Ainda o Entorno …

Tenho tratado da questão do Entorno aqui neste blog por vezes sucessivas. O Correio Braziliense desta semana (ver link) anuncia novas cenas do show de horrores que costuma pautar a vida dos moradores da região. O drama atual é de que os motoristas de ônibus da empresa que serve à população de Águas Lindas (nem águas, nem lindas…) de Goiás, fazem greve por estarem sem receber reajuste salarial há três anos, reclamando, também, das condições de trabalho. Não entrarei no mérito disso, mas é estranho que tal ação não seja respaldada por algum sindicato, conforme a norma histórica da representação do trabalho perante o capital. Sobre isso, como dizem os causídicos, me falece competência. Uma coisa é certa: ninguém mora neste lugar e é obrigado a vir diariamente ao DF pelas qualidades de seu clima ou por suas belezas naturais. Assim, já se sabe muito bem quem são os maiores prejudicados.
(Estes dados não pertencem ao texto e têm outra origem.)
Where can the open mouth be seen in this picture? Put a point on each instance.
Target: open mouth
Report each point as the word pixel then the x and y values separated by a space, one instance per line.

A questão aqui é outra e aproveito a oportunidade para mais uma vez denunciar a maneira superficial, ou até mesmo irresponsável, com que as sucessivas administrações do DF – e outro lado da mesa, de Goiás – vêm tratando as questões do Entorno, seja na saúde, na mobilidade, na gestão urbana, na segurança pública e em outras áreas, fazendo corpo mole e um verdadeiro um jogo de empurra com ações eternamente desencontradas (ou falta delas). Em suma, não existe decisão política adequada e muito menos mecanismos adequados de gestão pública em tal área, cuja (de)formação deriva nitidamente da criação do DF, há seis décadas.  A solução, enfim, depende de uma governança integrada, o que requer a ampliação do escopo da gestão dos vários participantes da equação assistencial, em termos de meios e de fins. E que se destaque que de fato é grande a responsabilidade do DF em relação a isso, além daquela do correspondente governo goiano. Como resolver isso? Seguem alguns princípios que deveriam orientar as ações de governo relativas a tal área.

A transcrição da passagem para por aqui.